Idea behind conducting usability testing is to understand how easy and hard it is for your users to use your app/website, do specific tasks, understanding what user expect v/s what you’re delivering.
Scenarios are the core of any usability test as you have to correctly communicate your participants, what you want them to do during the test. Well crafted task scenario helps you focus on designing around the real needs of the user and removes artificiality from the test.
Scenario example for booking an airline ticket
You want to fly to LA next Monday morning for a UX conference and return back on Thursday morning. You have to book the flight that suits your timing, with a credit card.
As you can see, above scenario makes the task much more realistic as we’ve provided user only a scenario which requires users to complete 3 different tasks-
- Signup/login on the app
- Search for flight as per the schedule
- Book the flight
So, what makes a good scenario? Let’s dig deeper.
A good scenario -
- Short but enough information to perform the task
- Use User’s language, not the product’s
- Simple and Clear
- Should address your tasks and concerns
- Short but enough information to perform the task:
Time needed to read and understand the task has to be minimized as much as possible. Having a long written task scenarios may require users to spend undue time in reading and understanding what they have to do during the test which may indirectly influence the overall time and effort to complete the task.

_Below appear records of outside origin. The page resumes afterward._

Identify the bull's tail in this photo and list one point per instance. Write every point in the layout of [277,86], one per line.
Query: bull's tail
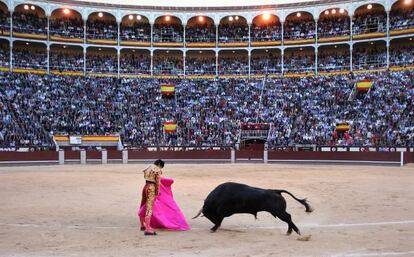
[302,201]
[198,214]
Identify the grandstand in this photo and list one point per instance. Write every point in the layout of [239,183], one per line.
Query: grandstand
[315,97]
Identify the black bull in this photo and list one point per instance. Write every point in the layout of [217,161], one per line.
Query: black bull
[230,198]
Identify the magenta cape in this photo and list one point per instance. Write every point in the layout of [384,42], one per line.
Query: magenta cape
[166,213]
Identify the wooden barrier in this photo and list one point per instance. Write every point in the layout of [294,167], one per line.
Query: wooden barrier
[180,155]
[210,155]
[385,157]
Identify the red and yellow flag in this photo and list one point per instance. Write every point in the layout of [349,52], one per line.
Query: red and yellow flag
[167,89]
[170,126]
[364,85]
[342,127]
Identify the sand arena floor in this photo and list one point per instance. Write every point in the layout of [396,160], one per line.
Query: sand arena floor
[90,211]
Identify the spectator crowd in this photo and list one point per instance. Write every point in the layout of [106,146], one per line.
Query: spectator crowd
[301,110]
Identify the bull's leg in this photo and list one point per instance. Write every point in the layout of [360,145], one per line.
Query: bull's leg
[288,219]
[217,224]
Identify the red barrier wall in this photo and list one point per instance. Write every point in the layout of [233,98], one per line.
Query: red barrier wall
[249,154]
[211,154]
[72,155]
[29,156]
[114,154]
[340,156]
[198,154]
[93,155]
[408,157]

You have to find a balance in keeping the scenario short and relieving enough information to perform the task. It’s also suggested to communicate the task with users as the way you talk and not sound very scientific.
Task Scenario Example: You are interested in buying a jacket for yourself this month end. Select the jacket having discount more than 30% and save it in the cart.
2. Use user’s language, not the product’s:
Main aim of conducting usability test is to understand how a user will use it in their real environment without getting any support from external audience (Moderator, developers…). So, providing users with the enough detail is important but it should be in the language that user can relate to and not the one which is used in product.
For example, You may have Icons, menu options or labeled button, in your UI. Concern could be to see if users choose right Icons, menu options or labeled button to complete a task or not.
Now if you assign a task to your user which says “Signup for the CanvasFlip’s weekly newsletters” and your labeled button has CTA as “Signup for newsletters”.
Think from user’s perspective, do you have to use your brain to click on this CTA? Obviously not !
In the above scenario, you may get a result that shows maximum no. of users being able to click on the CTA but their is no guarantee that you will get desired result in the real environment too because this behavior of user is influenced by the bad scenario you created.
Takeaway — Try to create scenarios which requires users to think before they act! For this you can rephrase your task as -
“Look for a way to stay informed on upcoming events/news from CanvasFlip on a regular basis through email ”
3. Simple and Clear:
You will get desired result if and only if your task scenario is clear to your users that means they have no ambiguity in understanding what you want them to do. I have personally seen UX’ers committing a common mistake which is creating scenarios which in itself is ambiguous.
To understand this, let’s check out following scenario created by one of my friend working with online travel company.
Goal was to see how comfortable users are in searching and booking a cheapest flight from their app.
Scenario they created : You have to attend a business meeting next month in Madrid and for that you have to find a cheapest flight available and book it.
And not surprisingly, the result they got was very vague and was of no use. Here’s the glimpse of result:
When user started doing it, almost all of them picked random date from next month to complete the task and surprisingly 27% users booked more than one flights.
So what went wrong with the scenario?
Scenario was not specific about the date for which the flight has to be booked and that made users confused and do random stuffs. This small mistake ruined all effort, time and money they put in conducting the test.
A better version of scenario that could have been used-
You have to attend a business meeting in Madrid on 22nd Nov. Find a cheapest flight available and book it. (Simple and Clear)
4. Should address your tasks and concerns:
Every scenario we create has to address one or more tasks and each task should be intended to address one or more concerns we have with the app/ website.
It’s must to have scenarios that are aligned with your business goals, for example, if your concern is to improve sales in your e-commerce portal, you would probably be interested in knowing whether it’s easy for your customers to find and purchase a given product or not.
You want to attend a party thrown by your best friend. Buy a T-shirt for that between $25 — $40 having delivery time less than 2 days.
Scenario helps mimic real-world context that users can easily relate to, and finally helps them to behave in a natural way. Though, task scenarios are critically important in analyzing usability and user experience of an interface, it’s more important to curate right task scenarios. It determines how useful and accurate your testing results would be. Being able to do so requires experience, understanding of the goal/concern, and continuous effort in refining your skills in writing tasks.